When UWB devices first starting coming to market, they were incomplete or underfeatured. A couple of early, precertification wireless hubs had an awkward and expensive combination of a dongle, Windows-only driver software, and a multiport USB hub that required AC power. It was hard to see the advantage over wired solutions.
Over the last 18 months, a trickle of Wireless USB gear using UWB has hit the market, including certain Dell, Lenovo, and Toshiba laptops—and cheaper hubs—but nothing has materialized in peripherals or gadgets, even for the early-adopter market.
Wood said that despite this, prices have continued to fall for UWB chipsets, approaching what he terms the "magic price point," which he estimates at about $5 or less to a manufacturer. Historically, he said, that price marks a flashover point at which new technology is adopted. Bluetooth dropped to a $5.00 to $5.50 range before it went mainstream, he noted; UWB chips are "somewhere between $6 and $7" but a large drop from the $15 at introduction.
"We're not surprised we've not seen widescale adoption" because of that price, Wood said.
Wood, involved with UWB technology since its early days in IEEE 802.15.3a, said of the delays in the technology getting to market, and the dissolution of the alliance, "I would have been thrilled if we'd gotten it done faster."
However, he said, turning UWB from a specification into a shipping, legal product involved an enormous number of new challenges: getting spectrum authorized worldwide, a relatively recently completed development; developing a new radio architecture; and producing a new media access control layer on top of that. "When we look back at everything, it has taken us this long to develop this sophisticated a radio," he said.
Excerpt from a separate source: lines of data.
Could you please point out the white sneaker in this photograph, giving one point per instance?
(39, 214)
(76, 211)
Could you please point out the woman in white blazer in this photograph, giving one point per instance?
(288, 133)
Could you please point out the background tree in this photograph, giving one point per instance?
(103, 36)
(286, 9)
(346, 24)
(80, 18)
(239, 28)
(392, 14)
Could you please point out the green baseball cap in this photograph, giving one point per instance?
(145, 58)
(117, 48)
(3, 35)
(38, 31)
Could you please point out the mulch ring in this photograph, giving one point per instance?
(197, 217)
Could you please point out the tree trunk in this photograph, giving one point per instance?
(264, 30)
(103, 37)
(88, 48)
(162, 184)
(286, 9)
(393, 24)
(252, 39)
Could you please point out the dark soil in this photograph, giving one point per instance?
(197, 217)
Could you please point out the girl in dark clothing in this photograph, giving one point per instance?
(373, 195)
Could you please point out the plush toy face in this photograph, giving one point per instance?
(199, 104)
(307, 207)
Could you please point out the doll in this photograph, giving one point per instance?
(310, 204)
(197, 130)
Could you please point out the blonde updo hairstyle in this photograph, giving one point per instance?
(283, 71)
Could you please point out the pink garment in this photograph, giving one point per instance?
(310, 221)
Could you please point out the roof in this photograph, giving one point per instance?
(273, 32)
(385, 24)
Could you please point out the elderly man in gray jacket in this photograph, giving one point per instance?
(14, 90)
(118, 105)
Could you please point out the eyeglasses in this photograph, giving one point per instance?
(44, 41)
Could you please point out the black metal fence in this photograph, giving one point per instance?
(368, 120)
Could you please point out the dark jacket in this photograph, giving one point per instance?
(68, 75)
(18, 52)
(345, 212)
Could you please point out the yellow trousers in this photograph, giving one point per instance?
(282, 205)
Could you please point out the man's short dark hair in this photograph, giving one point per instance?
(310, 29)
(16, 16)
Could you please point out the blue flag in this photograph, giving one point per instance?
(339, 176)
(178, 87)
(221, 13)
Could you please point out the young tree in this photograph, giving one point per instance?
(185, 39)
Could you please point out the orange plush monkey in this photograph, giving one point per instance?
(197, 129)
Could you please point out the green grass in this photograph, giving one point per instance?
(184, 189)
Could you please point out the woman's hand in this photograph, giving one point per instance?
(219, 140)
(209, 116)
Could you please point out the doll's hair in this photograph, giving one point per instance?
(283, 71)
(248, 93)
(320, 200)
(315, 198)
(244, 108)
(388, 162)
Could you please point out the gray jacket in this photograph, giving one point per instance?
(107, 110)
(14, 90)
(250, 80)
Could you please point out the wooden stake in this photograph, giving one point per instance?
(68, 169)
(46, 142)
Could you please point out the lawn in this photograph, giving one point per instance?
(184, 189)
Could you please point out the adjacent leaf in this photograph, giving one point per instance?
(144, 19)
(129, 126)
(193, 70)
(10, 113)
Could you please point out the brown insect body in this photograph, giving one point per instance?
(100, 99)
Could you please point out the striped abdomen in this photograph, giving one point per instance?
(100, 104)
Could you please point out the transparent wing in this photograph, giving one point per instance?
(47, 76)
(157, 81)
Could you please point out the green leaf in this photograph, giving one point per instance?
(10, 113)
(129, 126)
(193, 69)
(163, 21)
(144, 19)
Wood remains surprisingly bullish for a president about to lose his constituency, but he maintains that the future of the "three screens" convergence—mobile devices like phones, televisions, and computers--necessitates a robust, high-speed PAN standard as part of the mix. "The market's evolving: we were in a state where the PC and the settop box and the phone were extremely different market segments. We're moving into a state where they're the same segment," he said.
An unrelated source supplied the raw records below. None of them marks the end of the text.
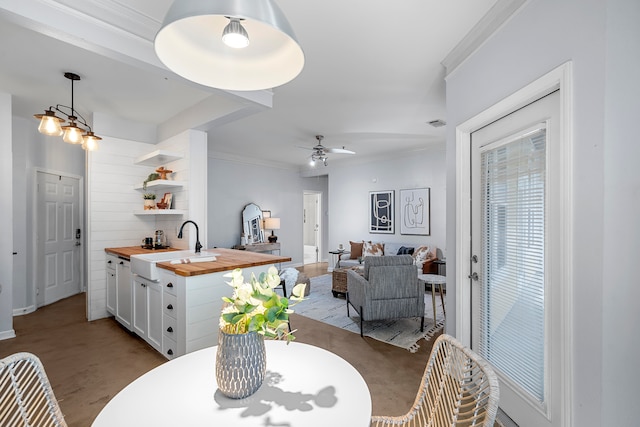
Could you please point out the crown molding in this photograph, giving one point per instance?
(497, 16)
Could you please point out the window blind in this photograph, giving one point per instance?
(513, 178)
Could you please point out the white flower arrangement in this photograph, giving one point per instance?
(255, 306)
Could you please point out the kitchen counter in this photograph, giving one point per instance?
(126, 252)
(176, 309)
(227, 260)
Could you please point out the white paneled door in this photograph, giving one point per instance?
(515, 248)
(59, 237)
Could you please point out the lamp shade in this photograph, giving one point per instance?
(50, 123)
(272, 223)
(190, 44)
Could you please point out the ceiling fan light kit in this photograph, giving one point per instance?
(320, 152)
(190, 43)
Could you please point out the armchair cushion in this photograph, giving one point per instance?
(387, 289)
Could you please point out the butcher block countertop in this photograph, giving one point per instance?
(226, 260)
(127, 251)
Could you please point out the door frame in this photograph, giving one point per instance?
(32, 265)
(318, 195)
(559, 78)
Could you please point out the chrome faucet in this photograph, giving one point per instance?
(198, 245)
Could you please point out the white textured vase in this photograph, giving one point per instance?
(241, 363)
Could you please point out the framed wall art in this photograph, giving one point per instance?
(381, 212)
(415, 211)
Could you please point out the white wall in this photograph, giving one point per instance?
(620, 290)
(541, 36)
(6, 217)
(349, 188)
(112, 201)
(232, 184)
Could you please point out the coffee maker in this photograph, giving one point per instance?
(160, 240)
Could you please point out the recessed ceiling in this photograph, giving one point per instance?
(373, 77)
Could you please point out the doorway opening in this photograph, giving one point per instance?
(312, 226)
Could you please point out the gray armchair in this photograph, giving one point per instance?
(387, 289)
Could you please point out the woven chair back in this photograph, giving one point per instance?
(26, 397)
(458, 388)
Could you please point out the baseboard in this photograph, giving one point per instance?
(5, 335)
(24, 310)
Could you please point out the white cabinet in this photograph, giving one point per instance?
(169, 310)
(147, 311)
(154, 315)
(110, 268)
(139, 321)
(123, 292)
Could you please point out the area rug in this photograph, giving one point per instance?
(321, 305)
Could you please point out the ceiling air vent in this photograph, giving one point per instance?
(437, 123)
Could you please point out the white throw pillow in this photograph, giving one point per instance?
(421, 254)
(372, 249)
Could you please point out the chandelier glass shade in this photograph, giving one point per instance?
(190, 43)
(77, 131)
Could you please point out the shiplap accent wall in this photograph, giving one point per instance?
(112, 199)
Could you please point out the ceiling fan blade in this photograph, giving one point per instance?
(339, 151)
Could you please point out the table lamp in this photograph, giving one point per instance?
(272, 224)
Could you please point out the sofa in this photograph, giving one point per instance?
(423, 255)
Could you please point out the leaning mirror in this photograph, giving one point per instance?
(252, 223)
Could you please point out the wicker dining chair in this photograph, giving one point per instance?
(458, 388)
(26, 396)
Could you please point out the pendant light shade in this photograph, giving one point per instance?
(72, 134)
(49, 123)
(190, 44)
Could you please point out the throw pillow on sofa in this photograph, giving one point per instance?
(373, 249)
(405, 251)
(422, 254)
(356, 249)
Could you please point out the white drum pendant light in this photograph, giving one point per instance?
(190, 44)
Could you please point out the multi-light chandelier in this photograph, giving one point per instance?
(77, 131)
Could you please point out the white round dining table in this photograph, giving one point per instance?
(304, 386)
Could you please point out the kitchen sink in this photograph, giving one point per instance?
(144, 265)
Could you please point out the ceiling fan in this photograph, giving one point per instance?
(320, 151)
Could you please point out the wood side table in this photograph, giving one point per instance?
(435, 280)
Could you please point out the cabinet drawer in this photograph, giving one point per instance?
(170, 325)
(168, 284)
(169, 348)
(169, 305)
(110, 263)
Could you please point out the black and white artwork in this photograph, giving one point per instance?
(415, 211)
(381, 212)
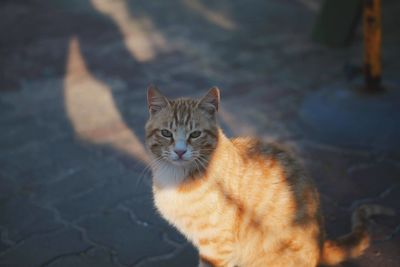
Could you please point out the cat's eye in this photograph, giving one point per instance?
(166, 133)
(195, 134)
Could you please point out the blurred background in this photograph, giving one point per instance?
(74, 188)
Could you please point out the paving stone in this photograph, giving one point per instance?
(258, 52)
(102, 198)
(22, 219)
(92, 258)
(144, 210)
(187, 256)
(42, 249)
(116, 230)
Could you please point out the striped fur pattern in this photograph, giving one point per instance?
(240, 201)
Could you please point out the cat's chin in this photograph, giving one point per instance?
(181, 162)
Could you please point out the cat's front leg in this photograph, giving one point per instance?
(208, 262)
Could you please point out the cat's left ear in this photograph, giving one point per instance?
(155, 100)
(210, 102)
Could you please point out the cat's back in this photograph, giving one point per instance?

"The mobile device is the common element that communicates between them," he added, referring to this ecosystem of devices. "They're all going to end up dealing with the same platform, the same applications, the same general requirements."
While streaming video doesn't fit specifically in either Bluetooth or Wireless USB, Wood said that this convergence would require both groups to have such standards. (The only firm actively pursuing its own video standard over UWB was Tzero. See "Cutting the cord: the state of wireless HD video links," for the rest of what's happening in wireless high definition.)
Ultimately, Wood said that both UWB and in-process 60GHz networking would likely be paired for their complementary characteristics: UWB for interference resistance and penetration; 60GHz for its line-of-sight high throughput within a single room or space.
The Bluetooth SIG, meanwhile, has developed a parallel effort for faster rates using 802.11 technology for bursting file transfers. The Bluetooth 3.0 + High Speed standard, expected to be approved by the SIG by the end of April, works with two compatible Bluetooth modules. The two coordinate a switch to 802.11 (not technically Wi-Fi, a certified version of 802.11 standards) to move large files.
Once a file-transfer is complete, the devices coordinate a switch back to the slower and backwards-compatible 3.0Mbps rate of earlier Bluetooth releases, which consumes less power and bandwidth. Chips with Bluetooth 3.0 + High Speed will be out later this year, with devices incorporating the technology expected in volume in 2010, the Bluetooth SIG's director Foley said.